The businesses that are now dead
on June 12th, 2008 at 12:13 pmI go to a lot of meetings with a lot of bullsh**ters. One of the main topics of such people in a host of different businesses is a twofold argument with which they amuse themselves and each other. Here are its two prongs:
My business is coming up the ramp;
Some other business is dead.
The other business that is dead is, unless you are speaking to a very depressed person, not the one he or she is in.
So it depends on who you are speaking to, or to whom you are speaking, depending on whether that grammar stuff matters to you.
Following are the businesses that are dead, if you hang around with enough bullsh**ters in a wide enough range of fields:
• The theater
• Movies in movie houses
• Public schools
• Radio, because of satellite radio,
• Satellite radio, because of Internet radio and ITunes
• Broadcast television, because of cable and Internet video
• Cable television, because of satellite TV and Internet video
• Satellite television, because of digital television conversion and Internet video
• Internet video, because of digital television conversion and downloading
• DVDs, because of downloading
• Downloading, because of the ubiquity of broadband streaming
• Personal computers with hard drive capacity, due to cloud computing
• Land-line telephones, because they’re so 20th Century
• Any internet company that is not Google (GOOG), for obvious reasons
• Google, because, well, how long can they keep THIS up?
• Books, of course
• Magazines, except the ones that we’re on the cover of, and…
• Newspapers
The only one that everybody agrees about right now, among the b.s.-ing class, is newspapers. Newspapers are dead. Dead dead dead. Yes, Rupert Murdoch doesn’t seem to believe so, but he is incorrect in this, or doesn’t see the truth right now, or whatever. Because you know newspapers? They’re dead.

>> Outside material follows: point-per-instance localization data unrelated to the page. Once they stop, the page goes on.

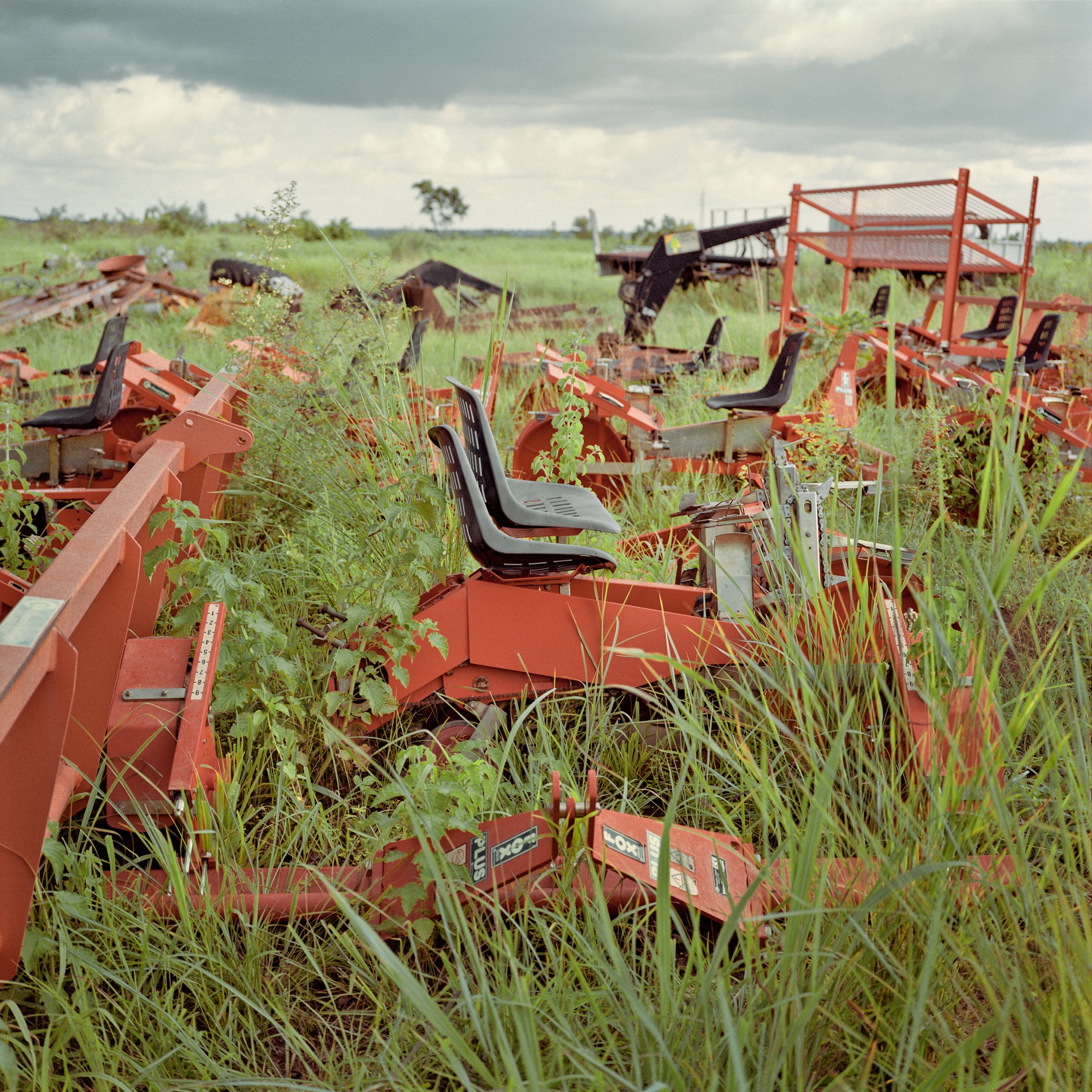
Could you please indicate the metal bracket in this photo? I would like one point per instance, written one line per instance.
(154, 694)
(202, 435)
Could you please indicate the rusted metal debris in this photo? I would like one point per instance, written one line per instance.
(221, 305)
(125, 281)
(652, 365)
(916, 228)
(416, 291)
(62, 639)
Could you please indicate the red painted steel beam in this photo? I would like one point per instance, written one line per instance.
(62, 645)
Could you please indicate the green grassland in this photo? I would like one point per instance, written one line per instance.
(919, 988)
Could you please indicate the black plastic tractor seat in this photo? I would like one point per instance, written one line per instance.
(104, 405)
(515, 505)
(1038, 353)
(881, 303)
(1001, 322)
(501, 554)
(411, 357)
(1036, 356)
(779, 387)
(707, 355)
(114, 333)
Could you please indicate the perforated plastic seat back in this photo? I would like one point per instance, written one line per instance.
(708, 352)
(114, 335)
(527, 505)
(514, 558)
(481, 447)
(111, 389)
(1001, 321)
(105, 403)
(881, 303)
(778, 389)
(1039, 348)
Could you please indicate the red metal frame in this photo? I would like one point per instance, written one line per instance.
(62, 643)
(918, 226)
(517, 861)
(608, 402)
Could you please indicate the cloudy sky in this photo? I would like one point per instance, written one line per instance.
(538, 111)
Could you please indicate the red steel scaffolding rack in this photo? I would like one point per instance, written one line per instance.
(911, 226)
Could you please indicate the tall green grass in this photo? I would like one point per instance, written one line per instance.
(919, 988)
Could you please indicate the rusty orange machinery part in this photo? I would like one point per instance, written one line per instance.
(64, 638)
(914, 228)
(612, 408)
(156, 390)
(1065, 416)
(512, 640)
(577, 852)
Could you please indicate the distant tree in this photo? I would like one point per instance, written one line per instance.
(440, 204)
(177, 220)
(648, 233)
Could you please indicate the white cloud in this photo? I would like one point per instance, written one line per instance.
(785, 33)
(108, 145)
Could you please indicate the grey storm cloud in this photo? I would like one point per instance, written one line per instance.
(604, 62)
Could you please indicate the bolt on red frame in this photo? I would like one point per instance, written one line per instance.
(918, 228)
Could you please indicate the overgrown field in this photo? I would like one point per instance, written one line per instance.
(916, 988)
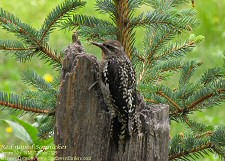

This is not helped at all by the appearance of Sam Zell, who bought Tribune (TXA), and whose chief operating officer recently announced they would begin to judge the value of journalists by the column inches they produced in a year. This is sort of like saying that Chichi’s is the best restaurant in America because it serves the greatest weight in nachos.
That aside, however, everybody does agree: they’re dead. One day there will be no newspapers, because No Young People Read Newspapers. Is this true? My kids are of sentient age. They read newspapers. In fact, they’re both knee deep in Obamamania right now, and read everything they can get their hands on. I see people reading newspapers on the street, in parks, on subways and buses… when you get a bad story in the newspaper it still ruins your day…
But no. They’re dead. Know why? Because Advertising is Down in newspapers. Now of course, advertising is sort of down across the board, and actually MUCH more disappointing on all those social networks everybody loves so much… and newspapers still attract a HUGE proportion of total advertising…
But no. Newspapers are dead. And advertisers read that and, timid little lambkins that they are, cut their budgets even more, because after all who wants to advertise in a dead medium?
Finally, newspapers are, you know, dead because they Haven’t Changed With The Times and News Is A Commodity That You Can Get Just As Well Online.
Except guess what. It’s not. I’ll just say what I think and get out of here. As always, if you agree, lob something in.
• I like newspapers. I look at a few every day and even read some of each;
• I don’t believe everything I read in the paper, but I’m interested in what they think is interesting;
• Newspapers have been around a long time, from medieval days through the time of Horace Greeley (above) and beyond. Radio didn’t kill them. TV didn’t kill them. The internet will not kill them;
• If there were no newspapers, all we’d have is the Internet, whose capacity for the promulgating and dispensation of bulls**t is unparalleled;
• I am NOT interested in a PERSONAL, daily e-mail informing me only of the stuff I pre-select as of interest to me. What’s the pleasure in that?
• If we all had a euro for every article in some medium that declared another medium dead, we’d all be Europeans;
• Aggregators can only aggregate content if there is content to aggregate. No content, no aggregators;
• Contrary to popular belief, journalism is an actual profession that takes training, talent and skill, and one of the most rigorous and necessary places in which it’s pursued is in newspapers;
• 89% of all citizen-journalists are just full of it.
Now you guys in newspapers could probably help a little, going forward. Why not stop writing pieces every day about how dead every other industry is? Just a thought, tough guys.